By this time, I was on my feet and heading towards the laptop in our bedroom-cum-home office. Ingrid had her own laptop open in front of her in the other room, and I sent her a frantic e-mail, hoping she would get it before the nurse stamped the word “REJECTED” on her file.
“Subject: STOP OVERSHARING,” I hammered out “Everything is fine. You’ve never been sick, and neither has anyone else in the family. Ever.”
I could no longer hear the conversation, but I feared the worst. “Well, all in all, I’m pretty healthy,” I pictured Ingrid saying as she twisted a lock of hair around her finger. “Once a month — every few weeks, tops — I wake up and I’m blind, but it usually goes away by lunchtime. And sometimes I get these prickly sensations in my legs; you know, like pins and needles? But I shouldn’t complain. Most of the time, I can’t feel them at all.”
A few hours later, a small group of actuaries back at the home office would be adding a bunch of zeros to her premium. “What a shame — just years to live. And she’s a mom, too,” one of them would say, as he pasted tiny red flags all over her application.
Ingrid and I have long scrambled to maintain health insurance, first for ourselves, and now for our kids. As self-employed people whose bosses don’t pay much, buying into a regular plan has never been an option. Here in New York City, our premiums would run higher than our monthly housing costs — and around these parts, that’s saying something.
Our low earning power has had one benefit, however. As certifiably near-destitute individuals, we qualify for a couple of subsidized health insurance programs that New York State provides to people who are too poor to buy their own coverage but too flush for Medicare. So while we can’t afford to replace the cracked bumper on our 2000 Honda minivan, we can still have our blood tested and our children vaccinated.
When I say “qualify,” I mean that we have figured out what to tell the people who administer these programs so that they will keep us on their rolls. Mostly, this involves sussing out the secret formulae that the insurance companies and the state government use to determine eligibilty, while desperately trying not to say anything that might get us kicked off the island.
ME: “So, bearing in mind that this entire conversation is totally hypothetical and that I have never given you my name, how much would we have to pay each month if we earned more than, let’s say, $40,000 a year?”
HEALTH INSURANCE COMPANY FACILITATOR: “$2000.”
ME: “And how much would we pay in an imaginary universe where we earned less than $40,000 a year?”
HEALTH INSURANCE COMPANY FACILITATOR: “$200.”
ME: “So here’s the deal. We make $39,999. Do you need to have that notarized?”
We’ve never exactly lied about our financial situation, but we have learned to present ourselves in the most eligible light possible. Even so, we’ve had a couple of close calls, and the entire process makes us incredibly anxious. As a result, I’ve come to think that it’s best simply to say whatever it takes to keep us and our kids covered and out of the poorhouse – or the morgue. So when my finely tuned insurance-seeking antennae detected a potential eligibility implosion in progress, I leapt into action.

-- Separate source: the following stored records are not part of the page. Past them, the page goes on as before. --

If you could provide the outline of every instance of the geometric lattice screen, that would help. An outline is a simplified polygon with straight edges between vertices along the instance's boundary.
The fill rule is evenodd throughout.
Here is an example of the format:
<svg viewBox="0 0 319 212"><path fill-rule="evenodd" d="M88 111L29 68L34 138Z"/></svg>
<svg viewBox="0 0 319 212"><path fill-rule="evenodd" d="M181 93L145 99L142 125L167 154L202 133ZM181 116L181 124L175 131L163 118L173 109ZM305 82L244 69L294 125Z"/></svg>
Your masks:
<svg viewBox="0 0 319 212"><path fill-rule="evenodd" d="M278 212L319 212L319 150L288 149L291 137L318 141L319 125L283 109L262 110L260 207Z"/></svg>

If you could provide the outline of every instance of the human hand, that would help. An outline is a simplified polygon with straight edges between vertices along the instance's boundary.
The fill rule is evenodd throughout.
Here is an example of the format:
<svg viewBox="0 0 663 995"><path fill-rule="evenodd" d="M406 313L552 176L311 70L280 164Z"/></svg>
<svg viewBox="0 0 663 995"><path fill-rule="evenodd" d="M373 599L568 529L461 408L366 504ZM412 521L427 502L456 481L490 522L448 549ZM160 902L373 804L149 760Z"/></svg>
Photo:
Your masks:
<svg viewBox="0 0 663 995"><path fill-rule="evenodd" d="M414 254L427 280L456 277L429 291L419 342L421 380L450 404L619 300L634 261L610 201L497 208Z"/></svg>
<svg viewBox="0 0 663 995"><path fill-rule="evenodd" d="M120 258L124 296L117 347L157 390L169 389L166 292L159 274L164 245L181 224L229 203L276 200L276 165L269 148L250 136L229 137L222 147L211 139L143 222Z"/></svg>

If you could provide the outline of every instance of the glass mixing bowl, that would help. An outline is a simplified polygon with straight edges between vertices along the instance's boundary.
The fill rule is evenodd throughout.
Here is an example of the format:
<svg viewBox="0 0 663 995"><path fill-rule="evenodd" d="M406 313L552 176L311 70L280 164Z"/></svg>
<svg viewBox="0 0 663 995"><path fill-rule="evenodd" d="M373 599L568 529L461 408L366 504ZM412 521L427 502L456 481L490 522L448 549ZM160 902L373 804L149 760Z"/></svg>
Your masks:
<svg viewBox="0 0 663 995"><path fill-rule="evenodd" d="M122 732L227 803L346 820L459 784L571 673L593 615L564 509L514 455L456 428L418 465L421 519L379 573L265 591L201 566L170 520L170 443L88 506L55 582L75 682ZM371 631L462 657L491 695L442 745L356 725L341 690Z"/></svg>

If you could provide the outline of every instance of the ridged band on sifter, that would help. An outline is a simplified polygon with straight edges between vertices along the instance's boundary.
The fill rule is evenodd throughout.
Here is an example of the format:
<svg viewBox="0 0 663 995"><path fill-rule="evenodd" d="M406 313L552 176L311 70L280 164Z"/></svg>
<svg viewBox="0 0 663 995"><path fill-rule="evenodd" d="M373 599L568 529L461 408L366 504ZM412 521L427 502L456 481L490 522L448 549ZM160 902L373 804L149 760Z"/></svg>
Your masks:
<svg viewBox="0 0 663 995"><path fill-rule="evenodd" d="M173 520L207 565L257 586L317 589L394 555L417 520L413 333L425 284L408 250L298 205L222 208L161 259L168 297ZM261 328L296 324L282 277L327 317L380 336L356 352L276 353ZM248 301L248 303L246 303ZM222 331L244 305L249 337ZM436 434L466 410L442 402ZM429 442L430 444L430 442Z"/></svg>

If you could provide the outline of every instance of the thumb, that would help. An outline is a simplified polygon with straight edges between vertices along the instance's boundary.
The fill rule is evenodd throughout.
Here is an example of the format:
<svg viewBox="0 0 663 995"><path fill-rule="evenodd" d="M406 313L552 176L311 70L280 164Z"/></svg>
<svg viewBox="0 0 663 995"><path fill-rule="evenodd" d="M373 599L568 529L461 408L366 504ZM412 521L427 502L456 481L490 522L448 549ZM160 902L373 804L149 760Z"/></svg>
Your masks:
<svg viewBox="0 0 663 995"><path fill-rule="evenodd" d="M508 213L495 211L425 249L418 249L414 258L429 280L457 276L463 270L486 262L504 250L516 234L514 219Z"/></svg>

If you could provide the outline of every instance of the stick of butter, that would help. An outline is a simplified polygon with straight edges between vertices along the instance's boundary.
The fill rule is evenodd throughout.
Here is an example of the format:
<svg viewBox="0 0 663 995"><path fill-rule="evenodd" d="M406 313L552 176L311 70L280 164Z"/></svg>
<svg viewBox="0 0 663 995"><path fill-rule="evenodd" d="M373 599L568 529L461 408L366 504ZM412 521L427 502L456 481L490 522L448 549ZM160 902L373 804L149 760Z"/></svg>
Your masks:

Of course, Ingrid didn’t get my e-mail until hours later, at which point it made no sense whatsoever. When I explained what I had been thinking, she rolled her eyes.
“She wasn’t writing any of that down,” she said of the nurse, with whom she had bonded long before I began eavesdropping on their conversation. (Kim is a grandmother with a bad hip, and her husband runs a pizzeria near the beach in Far Rockaway, Queens. Apparently, we’re all going there for a swim and a slice next summer.)
Still, better safe than sorry. Anyhow, I’m just proud that my wife –- and our kids -– are so incredibly healthy.
Preferred-rate healthy, if you know what I mean.